Representatives of the Baptist Community in the UK have visited the Calais camp on several occasions and been involved in active peacemaking strategies. Describing this week’s events, Baptist minister Juliet Kilpin, a regular visitor to the Calais camp, reflected:
My friends are being tear gassed and targeted with rubber bullets on our own border. Children are in hospital suffering effects of tear gas and fires started by the sparks from tear gas canisters. Desperate people who have already fled war and persecution are threatening to harm themselves as they defend their flimsy wooden shacks from bulldozers. Unaccompanied children are in danger of being dispersed and exposed to far greater risks than exist in the camp. It is important that the British people recognise the full picture and do not simply absorb narratives that exasperate the situation, scapegoating those who are living in limbo, defending the only life and home that they currently have.
Although alternative accommodation is being offered, communication is confusing and many residents are not going there because they are afraid – the same people ordering them to move are also tear-gassing them! People are walking out of the camp with nothing, leaving behind the little humanitarian support they were receiving, mostly from British volunteers ashamed at Britain’s inadequate response to the migrant crisis.

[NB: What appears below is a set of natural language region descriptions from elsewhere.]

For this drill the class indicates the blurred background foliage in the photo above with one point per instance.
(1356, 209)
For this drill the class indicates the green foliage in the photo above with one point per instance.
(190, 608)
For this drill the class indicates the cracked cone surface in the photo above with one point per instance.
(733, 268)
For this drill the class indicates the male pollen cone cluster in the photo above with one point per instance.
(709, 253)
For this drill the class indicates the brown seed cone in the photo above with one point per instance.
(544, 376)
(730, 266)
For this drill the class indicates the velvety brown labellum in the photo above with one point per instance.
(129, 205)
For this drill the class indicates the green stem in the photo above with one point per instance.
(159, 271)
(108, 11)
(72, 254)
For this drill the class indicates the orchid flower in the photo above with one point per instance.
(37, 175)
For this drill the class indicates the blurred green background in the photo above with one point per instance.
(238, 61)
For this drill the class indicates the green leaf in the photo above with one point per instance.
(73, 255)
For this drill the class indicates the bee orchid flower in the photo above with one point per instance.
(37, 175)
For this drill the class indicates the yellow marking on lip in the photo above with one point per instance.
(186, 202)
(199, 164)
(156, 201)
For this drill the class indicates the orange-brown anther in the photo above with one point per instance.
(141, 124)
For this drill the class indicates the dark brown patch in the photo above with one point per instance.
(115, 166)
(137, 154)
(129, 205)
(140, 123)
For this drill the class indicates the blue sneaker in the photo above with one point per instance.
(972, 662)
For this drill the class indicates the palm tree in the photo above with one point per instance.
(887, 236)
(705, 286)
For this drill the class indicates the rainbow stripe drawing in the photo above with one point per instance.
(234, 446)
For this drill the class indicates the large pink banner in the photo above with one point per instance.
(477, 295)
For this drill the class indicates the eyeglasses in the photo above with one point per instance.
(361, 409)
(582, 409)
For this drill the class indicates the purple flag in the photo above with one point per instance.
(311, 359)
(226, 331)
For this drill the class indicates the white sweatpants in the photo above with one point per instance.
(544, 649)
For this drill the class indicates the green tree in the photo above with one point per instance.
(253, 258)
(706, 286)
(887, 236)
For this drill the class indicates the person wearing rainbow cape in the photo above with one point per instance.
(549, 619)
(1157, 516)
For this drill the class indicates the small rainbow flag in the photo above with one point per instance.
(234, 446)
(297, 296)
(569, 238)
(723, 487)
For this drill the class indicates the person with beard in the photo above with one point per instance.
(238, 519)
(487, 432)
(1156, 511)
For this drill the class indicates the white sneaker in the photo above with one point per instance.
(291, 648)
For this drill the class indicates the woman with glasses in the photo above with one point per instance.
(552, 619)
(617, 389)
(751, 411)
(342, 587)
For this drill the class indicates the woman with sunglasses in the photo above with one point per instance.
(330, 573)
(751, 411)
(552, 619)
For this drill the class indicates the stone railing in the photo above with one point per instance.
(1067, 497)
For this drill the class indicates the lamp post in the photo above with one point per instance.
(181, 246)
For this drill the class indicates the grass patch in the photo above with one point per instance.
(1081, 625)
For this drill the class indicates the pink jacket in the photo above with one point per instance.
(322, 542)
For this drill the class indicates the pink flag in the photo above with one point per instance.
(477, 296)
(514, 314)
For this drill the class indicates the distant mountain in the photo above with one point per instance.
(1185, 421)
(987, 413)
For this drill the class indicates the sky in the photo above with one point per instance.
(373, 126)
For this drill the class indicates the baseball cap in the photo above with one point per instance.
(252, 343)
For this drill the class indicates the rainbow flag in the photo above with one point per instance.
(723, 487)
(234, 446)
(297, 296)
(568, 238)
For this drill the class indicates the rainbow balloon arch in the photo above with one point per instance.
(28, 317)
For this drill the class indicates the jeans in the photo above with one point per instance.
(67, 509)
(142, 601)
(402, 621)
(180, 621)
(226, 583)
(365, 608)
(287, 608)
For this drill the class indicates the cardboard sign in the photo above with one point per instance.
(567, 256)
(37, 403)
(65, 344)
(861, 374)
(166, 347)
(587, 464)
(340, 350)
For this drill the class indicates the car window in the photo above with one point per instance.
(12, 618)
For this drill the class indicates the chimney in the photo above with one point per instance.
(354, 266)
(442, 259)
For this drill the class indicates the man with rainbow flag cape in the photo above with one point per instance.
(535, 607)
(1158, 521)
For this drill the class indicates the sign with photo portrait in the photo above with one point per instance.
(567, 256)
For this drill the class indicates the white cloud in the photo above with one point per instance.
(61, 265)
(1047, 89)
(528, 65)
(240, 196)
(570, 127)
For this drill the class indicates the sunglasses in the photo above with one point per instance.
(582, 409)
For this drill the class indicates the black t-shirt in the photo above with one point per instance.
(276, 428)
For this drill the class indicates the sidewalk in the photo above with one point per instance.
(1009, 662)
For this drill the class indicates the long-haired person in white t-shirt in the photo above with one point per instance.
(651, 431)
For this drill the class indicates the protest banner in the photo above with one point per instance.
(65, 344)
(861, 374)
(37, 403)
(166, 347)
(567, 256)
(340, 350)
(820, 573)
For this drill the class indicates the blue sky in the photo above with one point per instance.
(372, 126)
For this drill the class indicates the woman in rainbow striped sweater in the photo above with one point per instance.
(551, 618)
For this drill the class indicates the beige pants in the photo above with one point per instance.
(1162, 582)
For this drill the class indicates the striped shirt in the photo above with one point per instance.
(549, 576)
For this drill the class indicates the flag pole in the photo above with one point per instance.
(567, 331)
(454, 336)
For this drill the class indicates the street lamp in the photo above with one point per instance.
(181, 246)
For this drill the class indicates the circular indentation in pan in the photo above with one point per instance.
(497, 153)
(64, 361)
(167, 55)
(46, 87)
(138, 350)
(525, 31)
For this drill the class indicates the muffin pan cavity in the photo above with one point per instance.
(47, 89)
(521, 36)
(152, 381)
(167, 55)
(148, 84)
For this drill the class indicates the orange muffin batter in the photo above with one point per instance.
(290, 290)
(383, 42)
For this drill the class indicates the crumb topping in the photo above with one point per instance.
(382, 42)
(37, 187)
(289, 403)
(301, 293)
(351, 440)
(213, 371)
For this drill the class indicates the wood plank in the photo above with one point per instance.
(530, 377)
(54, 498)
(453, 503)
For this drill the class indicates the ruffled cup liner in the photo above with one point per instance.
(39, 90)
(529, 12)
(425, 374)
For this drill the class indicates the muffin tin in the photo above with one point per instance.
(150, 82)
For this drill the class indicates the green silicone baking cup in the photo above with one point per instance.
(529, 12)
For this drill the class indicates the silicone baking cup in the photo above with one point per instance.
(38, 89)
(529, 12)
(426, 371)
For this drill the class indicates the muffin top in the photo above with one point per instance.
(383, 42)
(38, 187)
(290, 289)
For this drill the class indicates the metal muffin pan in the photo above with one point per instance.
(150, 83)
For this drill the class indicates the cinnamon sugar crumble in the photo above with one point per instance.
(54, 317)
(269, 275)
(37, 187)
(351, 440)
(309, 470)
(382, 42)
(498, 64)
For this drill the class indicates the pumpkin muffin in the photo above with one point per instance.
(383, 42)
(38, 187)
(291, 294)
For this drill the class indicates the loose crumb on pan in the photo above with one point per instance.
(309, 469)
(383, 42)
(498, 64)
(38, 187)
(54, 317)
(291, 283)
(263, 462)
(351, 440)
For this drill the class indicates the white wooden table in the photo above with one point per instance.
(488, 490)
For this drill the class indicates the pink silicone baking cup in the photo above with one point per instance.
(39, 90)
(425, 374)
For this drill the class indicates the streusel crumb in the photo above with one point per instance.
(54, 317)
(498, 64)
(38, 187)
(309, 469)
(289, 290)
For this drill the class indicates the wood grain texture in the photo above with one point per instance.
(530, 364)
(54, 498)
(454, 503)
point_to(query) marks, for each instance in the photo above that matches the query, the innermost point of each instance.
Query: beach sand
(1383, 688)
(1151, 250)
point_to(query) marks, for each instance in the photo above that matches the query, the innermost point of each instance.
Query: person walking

Baptists Churches and leaders in the UK have been expressing concern about the growing crisis for some time. As well as making regular visits to the Calais camp, many local churches are working ecumenically to provide welcome and support for those refugees who do arrive, and also to campaign for a more just and humanitarian response. Baptists are also part of the National Refugee Welcome Board working with Citizens UK to campaign for safe and legal routes of access to the UK for the needy and vulnerable.
Phil Jump, one of the Baptist representatives to the Citizens UK resettlement board, comments. “Along with Citizens UK we call upon the British government to do three things:
To create an expedited process for the implementation of Dublin III’s family reunion provisions so that all minors who are currently residing in the camps in Calais and Dunkirk with family connections in the UK are able to reunite with their loved ones with immediate effect.
To ensure that those minors who have no legal right to come to the UK are protected and supported within France and that the French child protection process is also expedited to afford them the protection they are entitled to.
To persuade the French authorities that the decision to destroy further parts of the camp in Calais is postponed until all the minors currently residing there are either given child protection within the French system or enabled to reunite with their loved ones in Britain.
Commenting on the situation, Baptist Union General Secretary Lynn Green said:
While we do not underestimate the complexities of the current migration crisis, we cannot remain silent when children, the elderly and other vulnerable people are being harmed and overcome by tear gas on the borders of a community of which we are a part. It is clear that our political leaders need to work for a just and co-ordinated response to those who are simply seeking refuge from conflict, violence and inhumanity in the places from which they have come.
Our Union is a community of more than 2000 churches supported by staff in thirteen regional associations and three specialist teams based in Didcot, Oxfordshire. Our six Baptist Colleges prepare men and women for ministry and offer ongoing development and training.